Люди падали на колени. Плакали. Не плакал только преподобный Жакье. С легкой улыбкой смотрел он на предназначенное для поэта пустое место на лавке.
– И где же, выходит, он это золото прячет? В сундуке в подвале? – спросил Вийон двух воров-оборванцев, сидевших с ним за залитым вином столом в скверной корчме «Под Сарацином» в Нижнем городе. – Не брешете?
– Вход туда из сада, через люк. А сперва через стену надобно перелезть. Она невысокая. Мы все видели. Я залезу на стену, а с нее переберусь на липу…
Вийон одним глотком опустошил кубок мерзкого кислого винца.
– Сто тысяч чертей, если не брешете – я в деле! – сказал. – Триста золотых эскудо на дороге не валяются.
– Когда выходим?
– Как только стемнеет, морды! За дело! Золото ждет нас.
Шлюха, сидевшая на коленях у вора, весело рассмеялась. Вийон проставлялся ей вот уже два дня. Она же отдавалась ему задаром – поскольку он обещал, что опишет ее в поэме.
– Хлебом и вином клянусь, братья, – сказал поэт, ухмыляясь. – За нашу удачу!
– За удачу.
Все стукнулись кружками.
Далеко в соборе били колокола.
Так далеко до неба
Во тьме, освещая себе путь красным фонарем, пробирались две фигуры. Рубиновое свечение выхватывало из мрака абрисы надгробных плит. Покрытые надписями и рельефами, надгробия, казалось, двигались, как будто камень оживал под пурпурным светом. Погасшие сморщенные лица скалились, показывая клыки. Змееобразные драконы и надгробные василиски свивались на каменных обрамлениях могильных плит, отпугивая смельчаков, которым вздумалось бы нарушить покой мертвых. Но когда круг света передвигался за могильные плиты, кажимость потаенной жизни исчезала. Оставались лишь черные прямоугольники под серебристым сиянием. Голые, покрытые инеем деревья казались в этом сиянии уменьшившимися и неопасными.
Рабюстель шагал первым, припадая на левую ногу. Для него это был не первый случай. Но, вышагивая между могилами, Лионель чувствовал, как холод берет его за горло. Ему было страшно.
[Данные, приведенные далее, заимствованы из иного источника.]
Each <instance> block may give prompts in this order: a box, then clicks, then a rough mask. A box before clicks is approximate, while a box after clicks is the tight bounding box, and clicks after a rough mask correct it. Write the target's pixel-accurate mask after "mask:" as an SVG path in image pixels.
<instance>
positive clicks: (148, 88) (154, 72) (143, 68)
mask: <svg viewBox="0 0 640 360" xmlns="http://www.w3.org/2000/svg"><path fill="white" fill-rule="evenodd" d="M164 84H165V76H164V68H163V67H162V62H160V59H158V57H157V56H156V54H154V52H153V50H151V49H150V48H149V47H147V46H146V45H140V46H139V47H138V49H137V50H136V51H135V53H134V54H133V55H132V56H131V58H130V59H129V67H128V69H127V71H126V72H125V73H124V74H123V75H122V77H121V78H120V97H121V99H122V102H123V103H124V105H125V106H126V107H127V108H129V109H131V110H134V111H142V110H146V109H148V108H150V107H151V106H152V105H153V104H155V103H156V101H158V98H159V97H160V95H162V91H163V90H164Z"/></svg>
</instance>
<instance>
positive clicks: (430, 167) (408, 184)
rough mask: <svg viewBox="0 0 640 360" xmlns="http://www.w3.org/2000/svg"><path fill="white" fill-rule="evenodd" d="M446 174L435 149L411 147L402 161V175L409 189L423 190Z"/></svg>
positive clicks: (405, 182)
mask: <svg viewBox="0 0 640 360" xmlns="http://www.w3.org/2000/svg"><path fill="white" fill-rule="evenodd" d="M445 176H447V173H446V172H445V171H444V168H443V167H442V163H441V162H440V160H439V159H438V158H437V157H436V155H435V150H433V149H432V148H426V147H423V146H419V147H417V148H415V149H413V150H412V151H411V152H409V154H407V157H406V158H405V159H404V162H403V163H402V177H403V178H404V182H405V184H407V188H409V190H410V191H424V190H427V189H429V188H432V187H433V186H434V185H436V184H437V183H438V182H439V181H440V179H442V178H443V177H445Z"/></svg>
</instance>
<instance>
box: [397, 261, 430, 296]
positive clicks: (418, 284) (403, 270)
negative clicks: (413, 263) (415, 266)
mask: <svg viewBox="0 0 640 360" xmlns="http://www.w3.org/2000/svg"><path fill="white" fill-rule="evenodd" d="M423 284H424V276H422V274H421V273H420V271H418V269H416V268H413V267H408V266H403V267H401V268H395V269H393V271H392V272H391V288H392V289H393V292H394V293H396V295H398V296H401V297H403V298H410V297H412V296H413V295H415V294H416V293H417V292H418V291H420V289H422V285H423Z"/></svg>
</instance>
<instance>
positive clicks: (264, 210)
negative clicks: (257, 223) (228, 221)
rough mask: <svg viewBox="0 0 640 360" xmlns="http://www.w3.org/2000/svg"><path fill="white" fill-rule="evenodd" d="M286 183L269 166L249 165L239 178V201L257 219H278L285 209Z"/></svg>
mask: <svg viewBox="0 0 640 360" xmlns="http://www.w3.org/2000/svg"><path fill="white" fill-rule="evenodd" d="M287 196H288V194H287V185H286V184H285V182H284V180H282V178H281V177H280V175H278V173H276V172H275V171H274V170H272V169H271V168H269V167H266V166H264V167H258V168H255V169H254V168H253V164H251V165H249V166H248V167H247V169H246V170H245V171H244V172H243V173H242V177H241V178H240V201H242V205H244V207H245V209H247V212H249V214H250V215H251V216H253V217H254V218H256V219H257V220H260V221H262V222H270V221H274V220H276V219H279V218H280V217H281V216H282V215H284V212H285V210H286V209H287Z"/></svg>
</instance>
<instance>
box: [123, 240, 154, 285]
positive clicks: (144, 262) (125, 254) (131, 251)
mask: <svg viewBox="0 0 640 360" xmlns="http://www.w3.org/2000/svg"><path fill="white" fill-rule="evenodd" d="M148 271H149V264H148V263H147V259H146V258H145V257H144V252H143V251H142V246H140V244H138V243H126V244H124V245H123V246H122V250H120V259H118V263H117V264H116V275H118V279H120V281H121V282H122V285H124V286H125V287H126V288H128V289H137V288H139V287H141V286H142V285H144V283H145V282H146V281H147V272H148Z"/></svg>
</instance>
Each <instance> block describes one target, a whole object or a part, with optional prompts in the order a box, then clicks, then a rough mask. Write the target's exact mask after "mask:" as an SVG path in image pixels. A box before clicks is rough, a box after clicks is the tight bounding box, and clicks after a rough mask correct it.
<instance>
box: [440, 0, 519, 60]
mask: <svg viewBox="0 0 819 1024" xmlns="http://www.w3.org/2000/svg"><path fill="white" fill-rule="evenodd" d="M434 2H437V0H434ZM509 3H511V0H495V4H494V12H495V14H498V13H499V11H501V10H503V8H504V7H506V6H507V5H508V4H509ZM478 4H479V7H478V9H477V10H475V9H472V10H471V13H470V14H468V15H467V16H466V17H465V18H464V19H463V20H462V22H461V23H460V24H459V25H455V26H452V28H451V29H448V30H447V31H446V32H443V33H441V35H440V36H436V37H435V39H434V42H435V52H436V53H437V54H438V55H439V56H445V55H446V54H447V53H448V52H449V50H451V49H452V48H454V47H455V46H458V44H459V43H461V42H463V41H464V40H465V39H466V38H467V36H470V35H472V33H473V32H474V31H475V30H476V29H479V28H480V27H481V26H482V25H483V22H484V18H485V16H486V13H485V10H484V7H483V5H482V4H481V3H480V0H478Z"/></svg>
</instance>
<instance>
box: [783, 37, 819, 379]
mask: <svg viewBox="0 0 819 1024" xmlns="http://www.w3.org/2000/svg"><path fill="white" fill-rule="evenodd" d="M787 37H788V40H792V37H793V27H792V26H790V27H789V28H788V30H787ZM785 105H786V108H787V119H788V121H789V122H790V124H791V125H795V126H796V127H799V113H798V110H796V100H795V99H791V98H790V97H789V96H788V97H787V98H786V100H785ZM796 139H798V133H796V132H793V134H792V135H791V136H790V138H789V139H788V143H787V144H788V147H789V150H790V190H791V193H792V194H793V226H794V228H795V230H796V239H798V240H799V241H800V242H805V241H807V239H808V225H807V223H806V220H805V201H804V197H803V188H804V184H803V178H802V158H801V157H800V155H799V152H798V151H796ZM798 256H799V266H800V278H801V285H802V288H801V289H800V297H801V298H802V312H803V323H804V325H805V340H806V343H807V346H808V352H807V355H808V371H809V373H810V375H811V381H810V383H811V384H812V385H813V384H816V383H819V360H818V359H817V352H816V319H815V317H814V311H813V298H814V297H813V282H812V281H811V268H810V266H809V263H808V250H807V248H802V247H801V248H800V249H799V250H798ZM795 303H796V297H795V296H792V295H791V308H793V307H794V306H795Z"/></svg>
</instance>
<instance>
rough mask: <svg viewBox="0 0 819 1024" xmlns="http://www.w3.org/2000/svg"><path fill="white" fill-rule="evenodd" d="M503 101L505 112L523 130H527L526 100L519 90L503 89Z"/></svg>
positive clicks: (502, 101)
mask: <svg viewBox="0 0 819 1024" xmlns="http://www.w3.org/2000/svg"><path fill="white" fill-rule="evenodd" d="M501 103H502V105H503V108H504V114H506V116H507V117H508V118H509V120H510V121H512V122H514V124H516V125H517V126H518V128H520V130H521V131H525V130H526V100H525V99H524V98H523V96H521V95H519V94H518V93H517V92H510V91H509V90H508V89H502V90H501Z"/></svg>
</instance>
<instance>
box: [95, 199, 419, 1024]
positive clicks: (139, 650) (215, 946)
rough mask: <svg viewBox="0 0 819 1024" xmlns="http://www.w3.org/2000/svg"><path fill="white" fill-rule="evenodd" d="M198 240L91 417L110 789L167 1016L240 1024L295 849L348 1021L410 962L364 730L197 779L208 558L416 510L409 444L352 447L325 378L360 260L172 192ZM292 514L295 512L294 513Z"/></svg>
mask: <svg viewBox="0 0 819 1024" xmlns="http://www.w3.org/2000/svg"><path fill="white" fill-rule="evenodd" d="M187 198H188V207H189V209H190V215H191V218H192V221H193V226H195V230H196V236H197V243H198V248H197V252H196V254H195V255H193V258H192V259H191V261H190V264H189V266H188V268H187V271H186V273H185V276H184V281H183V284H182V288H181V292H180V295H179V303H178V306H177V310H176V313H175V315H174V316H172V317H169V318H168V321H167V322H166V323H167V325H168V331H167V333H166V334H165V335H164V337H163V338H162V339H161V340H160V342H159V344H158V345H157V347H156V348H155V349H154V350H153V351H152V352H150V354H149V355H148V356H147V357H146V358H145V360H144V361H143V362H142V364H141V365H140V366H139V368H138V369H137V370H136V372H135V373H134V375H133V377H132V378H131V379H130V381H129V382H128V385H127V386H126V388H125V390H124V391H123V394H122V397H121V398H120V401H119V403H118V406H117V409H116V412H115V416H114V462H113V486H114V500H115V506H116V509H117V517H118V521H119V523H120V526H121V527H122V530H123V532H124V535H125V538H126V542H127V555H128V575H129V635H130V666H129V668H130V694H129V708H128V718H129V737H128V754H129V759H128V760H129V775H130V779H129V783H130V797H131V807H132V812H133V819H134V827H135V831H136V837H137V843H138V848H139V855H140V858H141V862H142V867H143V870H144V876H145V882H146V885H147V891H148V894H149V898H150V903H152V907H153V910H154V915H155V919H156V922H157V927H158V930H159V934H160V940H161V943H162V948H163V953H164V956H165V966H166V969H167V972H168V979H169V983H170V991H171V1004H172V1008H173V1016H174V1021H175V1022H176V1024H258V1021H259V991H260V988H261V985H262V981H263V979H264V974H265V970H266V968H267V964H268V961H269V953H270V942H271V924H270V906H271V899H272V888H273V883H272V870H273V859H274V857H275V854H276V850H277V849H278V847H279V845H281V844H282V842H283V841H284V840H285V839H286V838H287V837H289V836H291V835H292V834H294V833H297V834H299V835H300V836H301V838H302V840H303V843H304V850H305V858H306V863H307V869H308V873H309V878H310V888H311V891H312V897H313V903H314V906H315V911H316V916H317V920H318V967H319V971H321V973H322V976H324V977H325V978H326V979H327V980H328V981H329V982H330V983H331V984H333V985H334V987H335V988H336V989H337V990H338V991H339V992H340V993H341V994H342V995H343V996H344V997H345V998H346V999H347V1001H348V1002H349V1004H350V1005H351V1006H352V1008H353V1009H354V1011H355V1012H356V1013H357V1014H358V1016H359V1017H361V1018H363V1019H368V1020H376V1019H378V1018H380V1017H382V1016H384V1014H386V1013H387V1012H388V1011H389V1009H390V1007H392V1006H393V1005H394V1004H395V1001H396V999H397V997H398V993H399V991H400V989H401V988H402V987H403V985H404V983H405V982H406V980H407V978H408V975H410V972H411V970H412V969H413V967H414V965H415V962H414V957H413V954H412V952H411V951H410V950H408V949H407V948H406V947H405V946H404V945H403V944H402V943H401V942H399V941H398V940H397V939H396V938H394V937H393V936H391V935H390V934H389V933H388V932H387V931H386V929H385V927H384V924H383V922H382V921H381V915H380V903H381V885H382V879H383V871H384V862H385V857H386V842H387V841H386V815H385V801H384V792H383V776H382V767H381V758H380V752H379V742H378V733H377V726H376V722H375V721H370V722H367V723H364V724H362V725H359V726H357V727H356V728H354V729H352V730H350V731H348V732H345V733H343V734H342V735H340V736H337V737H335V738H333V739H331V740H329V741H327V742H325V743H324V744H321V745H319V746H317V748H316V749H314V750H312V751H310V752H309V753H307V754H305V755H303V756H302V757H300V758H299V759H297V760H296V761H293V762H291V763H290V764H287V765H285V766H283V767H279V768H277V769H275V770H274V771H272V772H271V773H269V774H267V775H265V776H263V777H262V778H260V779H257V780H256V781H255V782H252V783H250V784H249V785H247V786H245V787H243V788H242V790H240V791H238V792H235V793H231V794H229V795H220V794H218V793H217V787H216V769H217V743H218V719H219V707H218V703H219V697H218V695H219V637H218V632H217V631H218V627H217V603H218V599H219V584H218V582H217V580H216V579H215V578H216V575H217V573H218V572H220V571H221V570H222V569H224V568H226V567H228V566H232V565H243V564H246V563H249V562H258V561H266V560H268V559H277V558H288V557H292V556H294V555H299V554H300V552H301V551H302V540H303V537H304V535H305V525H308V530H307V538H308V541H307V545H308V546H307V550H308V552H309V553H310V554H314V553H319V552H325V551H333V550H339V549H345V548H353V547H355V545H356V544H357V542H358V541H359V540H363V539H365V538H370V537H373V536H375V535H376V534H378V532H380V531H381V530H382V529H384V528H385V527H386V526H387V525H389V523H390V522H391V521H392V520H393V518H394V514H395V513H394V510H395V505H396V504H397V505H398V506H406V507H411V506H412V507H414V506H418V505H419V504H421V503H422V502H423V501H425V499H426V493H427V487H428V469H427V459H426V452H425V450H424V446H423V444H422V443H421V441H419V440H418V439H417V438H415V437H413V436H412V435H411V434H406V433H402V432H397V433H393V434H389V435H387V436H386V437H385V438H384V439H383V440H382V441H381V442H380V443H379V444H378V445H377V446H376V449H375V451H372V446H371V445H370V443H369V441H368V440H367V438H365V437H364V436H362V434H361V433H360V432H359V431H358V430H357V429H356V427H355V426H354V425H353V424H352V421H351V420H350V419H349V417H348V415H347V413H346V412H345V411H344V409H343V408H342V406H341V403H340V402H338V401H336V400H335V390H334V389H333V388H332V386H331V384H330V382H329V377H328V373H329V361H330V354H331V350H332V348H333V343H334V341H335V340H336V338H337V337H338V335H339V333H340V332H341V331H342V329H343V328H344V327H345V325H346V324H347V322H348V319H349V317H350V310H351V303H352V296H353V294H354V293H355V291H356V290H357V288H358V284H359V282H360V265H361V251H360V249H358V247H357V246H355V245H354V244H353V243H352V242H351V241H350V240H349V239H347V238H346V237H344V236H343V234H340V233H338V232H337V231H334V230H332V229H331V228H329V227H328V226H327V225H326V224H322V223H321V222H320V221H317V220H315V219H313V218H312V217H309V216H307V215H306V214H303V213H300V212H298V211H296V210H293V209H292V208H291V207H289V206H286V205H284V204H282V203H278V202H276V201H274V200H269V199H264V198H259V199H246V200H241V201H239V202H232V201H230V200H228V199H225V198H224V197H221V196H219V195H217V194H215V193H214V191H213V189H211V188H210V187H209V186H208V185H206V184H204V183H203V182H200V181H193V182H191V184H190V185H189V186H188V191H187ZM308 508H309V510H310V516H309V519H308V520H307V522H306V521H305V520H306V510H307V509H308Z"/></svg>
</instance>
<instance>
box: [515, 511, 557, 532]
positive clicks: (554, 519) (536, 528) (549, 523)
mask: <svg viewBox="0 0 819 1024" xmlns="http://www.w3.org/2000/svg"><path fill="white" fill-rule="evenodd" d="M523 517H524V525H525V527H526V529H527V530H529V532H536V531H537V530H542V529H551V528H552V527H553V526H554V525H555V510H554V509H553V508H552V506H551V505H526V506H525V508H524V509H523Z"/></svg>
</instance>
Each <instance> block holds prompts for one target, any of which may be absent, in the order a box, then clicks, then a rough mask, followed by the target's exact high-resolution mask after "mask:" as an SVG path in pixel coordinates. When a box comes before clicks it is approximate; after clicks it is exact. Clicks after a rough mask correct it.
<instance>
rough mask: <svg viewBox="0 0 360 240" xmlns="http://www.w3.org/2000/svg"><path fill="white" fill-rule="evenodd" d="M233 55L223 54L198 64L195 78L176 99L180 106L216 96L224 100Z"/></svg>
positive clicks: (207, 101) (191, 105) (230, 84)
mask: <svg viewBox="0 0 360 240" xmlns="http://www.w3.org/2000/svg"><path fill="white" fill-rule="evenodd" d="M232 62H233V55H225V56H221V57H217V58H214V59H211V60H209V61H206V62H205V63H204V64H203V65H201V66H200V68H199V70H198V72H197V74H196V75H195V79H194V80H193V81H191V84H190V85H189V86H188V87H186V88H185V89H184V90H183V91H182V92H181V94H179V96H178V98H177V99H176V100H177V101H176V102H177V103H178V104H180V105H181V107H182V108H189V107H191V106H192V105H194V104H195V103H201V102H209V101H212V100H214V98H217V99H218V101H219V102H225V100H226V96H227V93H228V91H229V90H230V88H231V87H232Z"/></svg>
Был он карлик, ноги у него были кривые и короткие, поэтому, чтобы поспевать за товарищем, он почти бежал, подпрыгивая и покачиваясь. К тому же спина его сгибалась под тяжестью завернутых в тряпки инструментов.
Рабюстель вдруг остановился, карлик почти наткнулся на него. Проводник прислушивался минуту, а потом, словно крадущаяся рысь, одновременно решительно и мягко свернул направо. Из темноты внезапно вынырнул едва видимый край надгробия. Небольшую могилку соорудили недавно, свежую землю покрывал иней.
– Есть, – прошептал Рабюстель. – Малой, готовь лопаты!